É difícil encontrar um brasileiro que não tenha ouvido a seguinte história: a expressão “nas coxas” – locução adverbial informal e um tanto grosseira, normalmente empregada com o verbo fazer e que significa “mal, de modo precário ou descuidado, sem capricho” – nasceu com a velha prática colonial de fabricar telhas moldando-as nas coxas dos escravos. As telhas ficavam horríveis, claro, cada uma de um tamanho. Daí o sentido negativo adquirido por “nas coxas”.

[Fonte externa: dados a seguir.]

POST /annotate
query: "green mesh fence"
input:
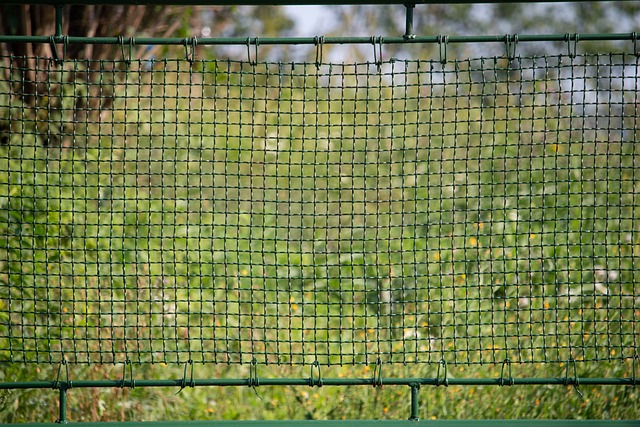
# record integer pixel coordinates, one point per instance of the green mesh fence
(220, 211)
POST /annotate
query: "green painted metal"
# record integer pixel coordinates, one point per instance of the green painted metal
(329, 382)
(262, 213)
(360, 423)
(253, 41)
(273, 2)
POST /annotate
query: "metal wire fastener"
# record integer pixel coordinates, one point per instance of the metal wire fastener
(575, 381)
(127, 61)
(510, 380)
(445, 380)
(442, 45)
(132, 382)
(377, 54)
(54, 49)
(190, 49)
(315, 380)
(256, 43)
(572, 52)
(319, 42)
(511, 43)
(377, 374)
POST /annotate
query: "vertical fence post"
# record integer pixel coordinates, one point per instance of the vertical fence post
(408, 33)
(415, 404)
(62, 401)
(58, 20)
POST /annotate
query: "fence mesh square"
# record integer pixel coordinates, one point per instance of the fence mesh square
(222, 211)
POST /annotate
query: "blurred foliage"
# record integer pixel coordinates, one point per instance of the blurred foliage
(53, 245)
(487, 19)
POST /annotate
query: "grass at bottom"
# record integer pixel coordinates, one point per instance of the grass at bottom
(327, 402)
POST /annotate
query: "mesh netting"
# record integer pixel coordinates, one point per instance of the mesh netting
(222, 211)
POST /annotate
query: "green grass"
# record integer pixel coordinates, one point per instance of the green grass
(219, 216)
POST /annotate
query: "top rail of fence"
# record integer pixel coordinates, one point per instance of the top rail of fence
(275, 2)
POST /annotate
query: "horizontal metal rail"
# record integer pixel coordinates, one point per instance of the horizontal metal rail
(256, 41)
(63, 387)
(271, 2)
(254, 382)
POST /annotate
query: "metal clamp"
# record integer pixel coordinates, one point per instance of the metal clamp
(575, 381)
(572, 52)
(54, 49)
(442, 45)
(132, 382)
(126, 60)
(256, 43)
(254, 381)
(315, 380)
(377, 54)
(445, 381)
(57, 385)
(510, 380)
(377, 374)
(511, 43)
(190, 49)
(319, 42)
(408, 33)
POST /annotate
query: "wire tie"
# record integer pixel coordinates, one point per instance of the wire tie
(575, 381)
(379, 63)
(319, 42)
(442, 44)
(121, 41)
(377, 374)
(511, 42)
(445, 381)
(253, 380)
(315, 380)
(576, 37)
(57, 384)
(634, 378)
(132, 383)
(256, 42)
(190, 49)
(184, 383)
(54, 49)
(510, 381)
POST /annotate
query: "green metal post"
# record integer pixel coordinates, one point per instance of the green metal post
(415, 388)
(58, 20)
(63, 405)
(408, 34)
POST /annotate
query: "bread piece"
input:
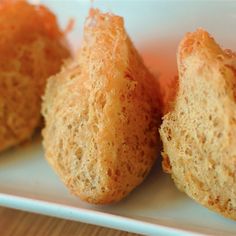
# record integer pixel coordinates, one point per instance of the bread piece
(101, 113)
(199, 133)
(31, 49)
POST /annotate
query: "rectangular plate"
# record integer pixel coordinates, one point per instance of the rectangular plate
(155, 207)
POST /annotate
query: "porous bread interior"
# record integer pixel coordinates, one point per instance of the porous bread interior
(102, 115)
(199, 133)
(31, 50)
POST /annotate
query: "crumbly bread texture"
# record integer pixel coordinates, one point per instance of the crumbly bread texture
(199, 133)
(31, 50)
(101, 113)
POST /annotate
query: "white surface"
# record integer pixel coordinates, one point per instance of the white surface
(156, 207)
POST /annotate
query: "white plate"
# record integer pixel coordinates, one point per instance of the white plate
(156, 207)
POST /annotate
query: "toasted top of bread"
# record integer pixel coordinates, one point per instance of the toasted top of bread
(31, 50)
(102, 115)
(199, 133)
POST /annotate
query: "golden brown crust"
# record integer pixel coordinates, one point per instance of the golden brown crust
(31, 50)
(102, 115)
(199, 134)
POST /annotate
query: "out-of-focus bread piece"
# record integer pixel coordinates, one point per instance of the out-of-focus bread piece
(199, 132)
(102, 115)
(31, 50)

A tese é tão difundida quanto furada. Para começar, nunca se encontrou, na arquitetura colonial brasileira, essa construção absurda em que cada telha tivesse um tamanho, algo que seria de uma estupidez notável. Se o formato de nossa telha colonial – abaulado, mais largo numa das extremidades – sugere mesmo uma coxa como molde, algo que está provavelmente na origem da lenda, suas medidas são ridiculamente incompatíveis com tal ideia. O cálculo é do arquiteto José La Pastina Filho, superintendente do Instituto do Patrimônio Histórico Nacional, em seu ensaio “Eram as telhas feitas nas coxas das escravas?”:
Para confirmar nossa convicção das inconsistências da assertiva popular – telhas feitas nas coxas dos(as) escravos(as) – tomamos as medidas das coxas de um homem de 1,80m de altura e verificamos que, usando-a como molde, só seria possível a fabricação de uma minúscula telha de 36cm de comprimento. Sem maiores preocupações com aspectos de anatomia humana, se estabelecermos uma simples regra de três, poderemos verificar que, para fabricar uma telha de 77cm, precisaríamos contar com um escravo de 3,95m de altura.
Ou, claro, com um óbvio molde de madeira. É interessante comparar o racismo embutido nessa lenda (“ah, aqueles escravos não faziam nada direito!”) com aquele da “descoberta acidental” da aguardente, comentada recentemente aqui.
A verdadeira origem de “nas coxas” é imprecisa. O professor de português gaúcho Cláudio Moreno, colunista do jornal “Zero Hora” e um dos bons comentaristas brasileiros de questões de língua, aposta numa motivação sexual, ligando a expressão ao “velho sexo intercrural (ou interfemoral), já tão praticado na Grécia, conceito muito conhecido pela minha geração mas que os jovens atuais simplesmente não entendem (‘Se chegavam na portinha, por que não iam adiante?’)”.
Não duvido que tais conotações libidinosas tenham contribuído para o sucesso da locução, revestindo-a de um charme proibido, mas observo que talvez não seja preciso ir tão longe. Uma expressão sinônima como “em cima da perna” sugere que “nas coxas” pode ter surgido para qualificar de modo prosaico aquilo que uma pessoa faz afobadamente, usando as próprias pernas como apoio improvisado, em vez da mesa que lhe permitiria realizar trabalho mais decente.